Due to its primary source in the UK being imports from the USA during the war, an urban legend developed that it stood for "Supply Processed American Meat", but this is actually what we today would know as a 'backronym' (i.e. the ackronym was later made up to suit what the word had come to mean rather than the word being derived from the initials of several words). Spam is actually a contraction of SPiced hAM. It is a trademark, owned by Hormel Foods in the US since about 1940. In 1996, Hormel sued Jim Henson over the appearance of a pig character called 'Spa'am' in Muppet Treasure Island (Hormel Foods Corp. v. Jim Henson Prods., 73 F.3d 497 (2d Cir. 1996)). A decade later, Eric Idle persuaded them to sponsor, rather than sue, Spamalot the Musical. Notably, they don't objected to the uncapitalised use of 'spam' to describe unwanted email, though this relates back to the Pythons again, the nickname for unsolicited commercial emails being derived from the spam skit, and on the same basis that "nobody likes spam".

Postscript: every year when teaching data protection law to students in Beijing, I explain this. A couple of years ago, one of them approached me the next day and said "I found that /Monty Python sketch online. I have seen it, but I don't understand why it is funny...." The idea of explaining a Python joke struck me as hilarious in an of itself. Eric Idle could probably get quite the song out of it...



Some things in life are bad... but Spam ain't one of them!
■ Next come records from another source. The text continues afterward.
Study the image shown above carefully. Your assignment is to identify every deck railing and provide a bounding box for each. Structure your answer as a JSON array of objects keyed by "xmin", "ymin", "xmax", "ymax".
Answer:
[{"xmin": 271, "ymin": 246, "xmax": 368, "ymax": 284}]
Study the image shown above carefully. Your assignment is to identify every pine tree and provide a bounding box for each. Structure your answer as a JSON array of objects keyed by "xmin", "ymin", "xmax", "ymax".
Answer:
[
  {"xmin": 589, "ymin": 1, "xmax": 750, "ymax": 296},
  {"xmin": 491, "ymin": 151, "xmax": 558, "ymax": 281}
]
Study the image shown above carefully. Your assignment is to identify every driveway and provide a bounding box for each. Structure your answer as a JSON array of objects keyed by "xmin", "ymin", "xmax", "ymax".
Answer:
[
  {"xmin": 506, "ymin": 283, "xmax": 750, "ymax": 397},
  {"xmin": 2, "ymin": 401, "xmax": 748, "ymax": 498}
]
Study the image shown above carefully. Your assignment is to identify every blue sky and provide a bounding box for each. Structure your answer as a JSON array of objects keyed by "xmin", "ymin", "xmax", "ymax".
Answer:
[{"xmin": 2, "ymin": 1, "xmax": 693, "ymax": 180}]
Data protection law to students in Beijing? That is, no pun intended, criminally comic. ;)
 

Edward

Bartender
Messages
25,111
Location
London, UK
Data protection law to students in Beijing? That is, no pun intended, criminally comic. ;)
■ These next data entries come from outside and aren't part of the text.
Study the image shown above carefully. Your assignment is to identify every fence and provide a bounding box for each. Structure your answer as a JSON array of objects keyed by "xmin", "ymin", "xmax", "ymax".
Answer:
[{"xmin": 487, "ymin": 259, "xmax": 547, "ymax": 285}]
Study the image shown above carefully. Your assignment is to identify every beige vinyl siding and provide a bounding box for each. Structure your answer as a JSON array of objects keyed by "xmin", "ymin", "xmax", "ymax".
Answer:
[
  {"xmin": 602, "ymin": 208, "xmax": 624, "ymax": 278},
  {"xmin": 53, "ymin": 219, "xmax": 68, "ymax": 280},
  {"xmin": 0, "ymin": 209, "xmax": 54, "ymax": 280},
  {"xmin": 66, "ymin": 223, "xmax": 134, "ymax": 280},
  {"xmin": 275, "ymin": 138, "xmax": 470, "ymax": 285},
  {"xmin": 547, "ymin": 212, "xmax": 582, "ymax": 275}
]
The next generation of ecommerce programmers. China's data protection laws have increased enormously since 2012, though next year's the biggy: the new Personal Information Protection Law is extremely close to the EU GDPR. (On spam specifically, China was several years ahead of the EU in requiring an opt-in for receipt of spam when the EU was still faffing about with 'opt out'.) They're pretty ruthless on enforcement, too. Interestingly, despite popular perceptions, China is well behind the world-leading countries as a point of origin for spammers - https://www.statista.com/statistics/263086/countries-of-origin-of-spam/ , though it must be a nightmare for anyone trying to enforce these laws anywhere given how much spam can be generated by just a few individuals.
 

STEVIEBOY1

One Too Many
Messages
1,042
Location
London UK
Edward, you are a mine of useless information, it's why your posts make for such an entertaining read. I can even put up with the intrusive adverts for the chuckle I got from your take on Spam.

The luncheon meat in my sandwiches was probably Spam. Cheese sandwiches also had a schoolboy name, we called it, "mousetrap." Probably because Cheddar cheese was the bait on every mousetrap.
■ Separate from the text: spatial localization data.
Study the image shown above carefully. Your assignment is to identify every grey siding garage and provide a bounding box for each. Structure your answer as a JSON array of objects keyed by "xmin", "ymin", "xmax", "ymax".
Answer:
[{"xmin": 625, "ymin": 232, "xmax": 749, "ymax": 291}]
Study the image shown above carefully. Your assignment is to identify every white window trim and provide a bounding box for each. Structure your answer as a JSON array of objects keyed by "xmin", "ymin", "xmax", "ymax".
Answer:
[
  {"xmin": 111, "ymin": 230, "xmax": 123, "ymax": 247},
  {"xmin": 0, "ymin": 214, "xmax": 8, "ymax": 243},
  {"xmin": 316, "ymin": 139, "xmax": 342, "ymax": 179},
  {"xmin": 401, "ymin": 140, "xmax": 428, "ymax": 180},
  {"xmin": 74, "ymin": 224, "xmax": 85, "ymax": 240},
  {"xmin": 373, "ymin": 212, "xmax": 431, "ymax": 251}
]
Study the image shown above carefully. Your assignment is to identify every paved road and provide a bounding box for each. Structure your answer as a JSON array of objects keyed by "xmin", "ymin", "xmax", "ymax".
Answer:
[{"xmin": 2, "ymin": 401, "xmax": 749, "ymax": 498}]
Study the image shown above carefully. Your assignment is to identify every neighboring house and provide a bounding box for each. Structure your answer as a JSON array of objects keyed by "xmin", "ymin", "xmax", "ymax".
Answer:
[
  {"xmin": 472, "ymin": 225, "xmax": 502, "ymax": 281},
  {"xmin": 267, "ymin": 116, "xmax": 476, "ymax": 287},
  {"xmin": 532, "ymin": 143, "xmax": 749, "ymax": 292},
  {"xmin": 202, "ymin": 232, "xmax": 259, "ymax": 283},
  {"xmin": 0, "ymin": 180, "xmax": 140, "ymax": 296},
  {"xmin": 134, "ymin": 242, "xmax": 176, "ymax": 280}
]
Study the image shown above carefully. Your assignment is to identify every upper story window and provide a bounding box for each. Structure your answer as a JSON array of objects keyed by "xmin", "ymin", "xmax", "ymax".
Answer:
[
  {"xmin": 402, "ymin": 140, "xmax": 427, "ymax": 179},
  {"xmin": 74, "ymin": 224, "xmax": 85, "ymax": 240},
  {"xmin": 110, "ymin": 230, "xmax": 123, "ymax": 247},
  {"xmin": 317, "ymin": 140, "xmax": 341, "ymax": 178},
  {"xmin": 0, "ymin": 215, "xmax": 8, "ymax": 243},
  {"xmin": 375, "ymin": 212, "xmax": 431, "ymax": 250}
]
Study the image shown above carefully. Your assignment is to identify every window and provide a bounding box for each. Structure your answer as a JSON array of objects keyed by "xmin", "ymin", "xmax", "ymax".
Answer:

School sandwiches were consumed to satisfy hunger rather than to be actually enjoyed. The alternative was the school's cooked meals, not exactly a flavoursome, gastronomic, culinary delight. Who can ever forget either the semolina pudding, or, my stomache feels queezy writing this, the tapioca pudding. The semolina always came with a blob of something disgusting on top, like some cat had disgraced itself. But the tapioca was so gross in appearance that it was, and still is, known as frogspawn.


Yes I Took sandwiches in the end, rather than endure the school lunches which were dire, just as you describe above. At our junior school, if you did not finish the main course, you could not have the desert. I remember there was some type of altercation in the hall where lunches were eaten, with food being thrown around, the guilty boys were rightly made to clear up the mess, then had to visit the headmaster which had painful consequences for them!
 

Edward Reed

A-List Customer
Messages
494
Location
Aboard a B-17 Flying Fortress
Bologna with a slice of Kraft cheese and mustard was my go to.
I lived on Bologna sandwiches for quite some time. Now I avoid bread as much as I can so I just roll up ham or turkey sammich meat around a mozzarella cheese stick and dip it in mustard for lunches :D
Many years ago I acquired the taste for liverwurst. I would build a sandwich with liverwurst, bacon, tomato, with mustard and Parmesan Cheese! a delight with Ginger ale!